Two years ago a team of engineers amazed the world (Harry Potter fans in particular) by developing the technology needed to make an invisibility cloak. Now researchers are creating laboratory-engineered wonder materials that can conceal objects from almost anything that travels as a wave. That includes light and sound and—at the subatomic level—matter itself. And lest you think that cloaking applies only to the intangible world, 2008 even brought a plan for using cloaking techniques to protect shorelines from giant incoming waves.
Engineer Xiang Zhang, whose University of California at Berkeley lab is behind much of this work, says, “We can design materials that have properties that never exist in nature.”
These engineered substances, known as metamaterials, get their unusual properties from their size and shape, not their chemistry. Because of the way they are composed, they can shuffle waves—be they of light, sound, or water—away from an object.

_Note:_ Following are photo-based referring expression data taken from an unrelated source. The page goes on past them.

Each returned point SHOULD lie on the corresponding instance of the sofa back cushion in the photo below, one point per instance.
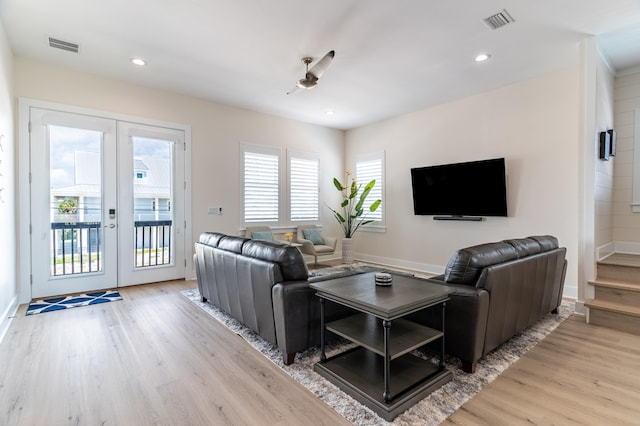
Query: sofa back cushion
(262, 235)
(232, 244)
(290, 260)
(211, 238)
(466, 264)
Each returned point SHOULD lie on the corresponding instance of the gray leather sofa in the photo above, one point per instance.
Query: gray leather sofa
(264, 285)
(500, 288)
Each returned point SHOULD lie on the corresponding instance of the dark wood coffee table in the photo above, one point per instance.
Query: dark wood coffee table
(381, 372)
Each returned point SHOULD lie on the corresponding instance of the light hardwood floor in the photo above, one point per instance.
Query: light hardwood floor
(155, 358)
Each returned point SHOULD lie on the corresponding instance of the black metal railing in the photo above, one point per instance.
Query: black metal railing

To cloak something, concentric rings of the metamaterial are placed around the object to be concealed. Tiny structures—like loops or cylinders—within the rings divert the incoming waves around the object, preventing both reflection and absorption. The waves meet up again on the other side, appearing just as they would if nothing were there.
The first invisibility cloak, designed by engineers at Duke University and Imperial College London, worked for only a narrow band of microwaves. Xiang and his colleagues created metamaterials that can bend visible light backward—a much greater challenge because visible light waves are so small, under 700 nanometers wide. That meant the engineers had to devise cloaking components only tens of nanometers apart.